Responsive, Energy-Proportional Networks

The power consumption of the Internet and datacenter networks is already significant due to a large degree of redundancy and high idle power consumption of network elements. Therefore, dynamically matching network resources to the load is highly desirable. However, this is difficult because the traffic changes quicker than it is possible to compute the minimal network subset to carry the traffic demand. In this talk, I describe how we achieve responsiveness by decoupling the decisions taken by routing and online traffic engineering (TE), and propose Energy-Proportional Networks (EPN) -- networks which use the minimum amount of energy to carry the required traffic. EPN computes three sets of routing tables: i) always-on, ii) on-demand, and iii) failover.

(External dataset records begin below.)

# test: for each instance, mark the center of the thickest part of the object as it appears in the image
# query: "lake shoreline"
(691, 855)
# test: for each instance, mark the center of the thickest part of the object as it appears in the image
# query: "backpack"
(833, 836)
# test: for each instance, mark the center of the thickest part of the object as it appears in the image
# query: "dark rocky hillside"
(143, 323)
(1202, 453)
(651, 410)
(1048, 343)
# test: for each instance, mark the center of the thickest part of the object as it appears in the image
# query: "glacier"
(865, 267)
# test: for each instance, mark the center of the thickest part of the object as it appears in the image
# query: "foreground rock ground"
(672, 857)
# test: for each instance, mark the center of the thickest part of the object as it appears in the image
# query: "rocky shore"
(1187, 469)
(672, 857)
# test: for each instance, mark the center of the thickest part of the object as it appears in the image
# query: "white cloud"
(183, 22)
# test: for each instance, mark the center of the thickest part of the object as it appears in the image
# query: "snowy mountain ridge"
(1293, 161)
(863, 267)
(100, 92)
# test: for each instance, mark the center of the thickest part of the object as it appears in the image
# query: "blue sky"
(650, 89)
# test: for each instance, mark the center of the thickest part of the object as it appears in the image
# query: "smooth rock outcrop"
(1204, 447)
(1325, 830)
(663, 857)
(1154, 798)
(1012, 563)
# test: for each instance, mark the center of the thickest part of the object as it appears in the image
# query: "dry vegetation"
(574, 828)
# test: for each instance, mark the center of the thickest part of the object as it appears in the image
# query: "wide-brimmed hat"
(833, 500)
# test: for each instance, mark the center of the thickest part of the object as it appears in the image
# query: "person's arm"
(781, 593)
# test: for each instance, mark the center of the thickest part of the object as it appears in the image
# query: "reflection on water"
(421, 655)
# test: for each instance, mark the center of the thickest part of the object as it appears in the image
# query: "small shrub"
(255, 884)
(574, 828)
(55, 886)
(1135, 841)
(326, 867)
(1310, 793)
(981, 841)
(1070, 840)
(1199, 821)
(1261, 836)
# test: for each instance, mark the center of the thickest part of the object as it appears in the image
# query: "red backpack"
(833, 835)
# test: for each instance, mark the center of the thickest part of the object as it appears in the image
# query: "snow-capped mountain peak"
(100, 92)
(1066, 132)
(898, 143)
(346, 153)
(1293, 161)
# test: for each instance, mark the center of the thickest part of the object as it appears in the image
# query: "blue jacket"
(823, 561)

A simple energy-aware TE algorithm (in)activates network elements to achieve the goal of energy-proportionality. Our evaluation on ISP and datacenter topologies shows that EPN achieves the goal of energy-proportionality and saves up to 42% of power, without sacrificing responsiveness. Further, using a Click testbed we show that it is possible to: 1) quickly and efficiently use the EPN paths at runtime for energy-saving, 2) quickly tolerate faults. Finally, two representative applications running over EPN-chosen paths demonstrate EPN's marginal impact on application-level throughput and latency.

 

About the speaker:

Dejan Kostic obtained his PhD in Computer Science from Duke University in 2005, his M.Sc. degree in Computer Science from the University of Texas at Dallas, and his B.Sc. degree in Computer Engineering and Information Technology from the University of Belgrade (ETF). From 1995 until 1999, he worked at INET, Inc. (now Tektronix) and MakeLabs (now OpNet). He also held positions at the University of California, San Diego and Microsoft Research. Since January 2006, he has been working as a tenure-track assistant professor at the School of Computer and Communications Sciences at EPFL. His dissertation produced Bullet, a heavily referenced system for high bandwidth data dissemination (multimedia streaming and content distribution) for large-scale distributed systems. During the course of his Ph.D., he worked on broad aspects of constructing large-scale distributed systems. At EPFL, he started the Mirage project, an integrated software upgrade testing and distribution system, as well as the GateKeeper project for allowing streaming overlays to adapt to available bandwidth. His work on the CrystalBall project has shown that it is possible to leverage the per-node increases in computational power and bandwidth to predict and prevent inconsistencies in deployed distributed systems. Most recently, he has shown how to reduce the Internet's energy consumption.